After reading my first article on CD-ROMs I expect that all of you Rockers from the l960s are busy accessing data and playing the Jimi Hendrix Greatest Hits CD on your lab computers. However, there may still be some lost souls without the benefit of CD-ROM and I feel obliged to direct a few words to them. Then I will describe the Global Ecosystems Database available from the Environmental Protection Agency (EPA) and the National Oceanographic and Atmospheric Adminis- tration (NOAA) in the United States.
Since my last article the price of CD-ROMs has continued to decline. A decent unit can now be had here for less than $350.00 Canadian Dollars. In addition, more and more multimedia systems such as the Dell Dimension or NEC Ready with bundled 486 PC - CD-ROM audiovisual packages are available. Aside from accessing some interesting data sets, why should you lay down your hard earned dollars, pesos, francs, pounds, rubles etc. for a CD-ROM unit? Well, for one thing it is likely that much of the software you will buy in the next few years will be sold on CD-ROM. Microsoft's Windows NT products have already gone to this medium. The reason vendors will make this move is simple; it costs a lot less to produce, package and distribute one CD with up to 680 megabytes of software on it than it costs to produce, package and distribute the equivalent fifty to sixty floppy-disks. There are several benefits for users; software transfer and installation are easier, CDs remain uncorrupted and virus free as they are read-only, and they are easy to store. Will the move to CDs bring software prices down? I doubt it. Perhaps though, there might be a surcharge to get software on 3.5" or 5.25" disks in the near future. Storage space is another inducement to go the CD-ROM route. Once you install DOS 6.0, Windows and few high performance software packages you may find that 100 to 300 megabytes of space on your hard-disk are filled. Keeping data on CD allows you to use the valuable space remaining on your hard-disk for yet more software packages. Storage space is one of the major advantages for acquiring large data-sets on CD-ROM even when the same data might be available through Anonymous FTP.

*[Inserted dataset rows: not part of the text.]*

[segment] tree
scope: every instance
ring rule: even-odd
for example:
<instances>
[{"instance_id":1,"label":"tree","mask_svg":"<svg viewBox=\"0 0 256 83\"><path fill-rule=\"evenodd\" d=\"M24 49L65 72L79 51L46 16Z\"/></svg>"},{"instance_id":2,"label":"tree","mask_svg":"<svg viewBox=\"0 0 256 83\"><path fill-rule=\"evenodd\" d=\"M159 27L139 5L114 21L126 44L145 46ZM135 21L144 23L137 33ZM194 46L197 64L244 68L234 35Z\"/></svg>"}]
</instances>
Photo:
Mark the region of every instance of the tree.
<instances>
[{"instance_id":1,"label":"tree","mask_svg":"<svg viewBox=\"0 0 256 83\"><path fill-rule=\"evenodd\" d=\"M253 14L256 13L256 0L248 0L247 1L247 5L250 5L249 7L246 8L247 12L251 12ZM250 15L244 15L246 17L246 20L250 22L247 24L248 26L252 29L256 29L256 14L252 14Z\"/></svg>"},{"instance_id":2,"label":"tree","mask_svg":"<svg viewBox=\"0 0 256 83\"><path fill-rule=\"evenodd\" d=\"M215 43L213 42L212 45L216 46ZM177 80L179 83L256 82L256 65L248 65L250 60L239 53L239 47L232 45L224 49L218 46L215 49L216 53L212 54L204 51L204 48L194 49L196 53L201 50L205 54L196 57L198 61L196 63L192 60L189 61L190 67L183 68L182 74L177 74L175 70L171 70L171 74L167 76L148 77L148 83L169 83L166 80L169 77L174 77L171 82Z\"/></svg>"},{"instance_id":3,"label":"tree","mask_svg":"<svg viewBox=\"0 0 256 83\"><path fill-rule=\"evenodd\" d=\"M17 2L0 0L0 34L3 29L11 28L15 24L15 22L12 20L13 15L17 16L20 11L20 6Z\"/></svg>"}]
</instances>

Okay, you're convinced right? So what do you look for in a CD-ROM unit (besides a bargain-basement price)? First, you don't want to spend too much time waiting for data to be read off the CD. You should get the lowest Average Seek Time unit you can afford (350 ms or less). This should be coupled with a high Data Transfer Rate (at least 300 kbs). So called Double Speed or Multi-Spin units should meet these requirements. A buffer can also be useful in data transfer and 64 kb should be sufficient. Finally, for those thinking about the future, I suggest that you get a unit that is compatible with Multimedia Personal Computing and Kodak Photo PC. I can envision a day when we trade or submit for publication palynological reference photos and other imaged material on CD rather than by sending negatives, prints etc. By the way, that Jimi Hendrix CD will sound particularly awesome when you couple your CD-ROM with a 16 bit sound-card! Now, on to the data.
The Global Ecosystems Database (GED) is produced through the joint efforts of the EPA and NOAA and is available from the Global Ecosystems Database Project, National Geophysical Data Center, 325 Broadway E/GC1, Boulder, Colorado, 80303, USA; PH 303-497-6125, FAX 303-497-6513, EMAIL info@mail.ngdc.noaa.gov. The cost for the CD, a copy of IDRIX GIS software, and three manuals is $100.00 (US). I have been using Version 1.0. The database and IDRIX can run in an IBM-PC/DOS environment. The system must have at least 256 K of memory and support EGA graphics. An Intel 80486 based machine with 640 K and a graphics accelerator card with 8514A graphics would be ideal. A Microsoft mouse is required for IDRIX and a math coprocessor is recommended.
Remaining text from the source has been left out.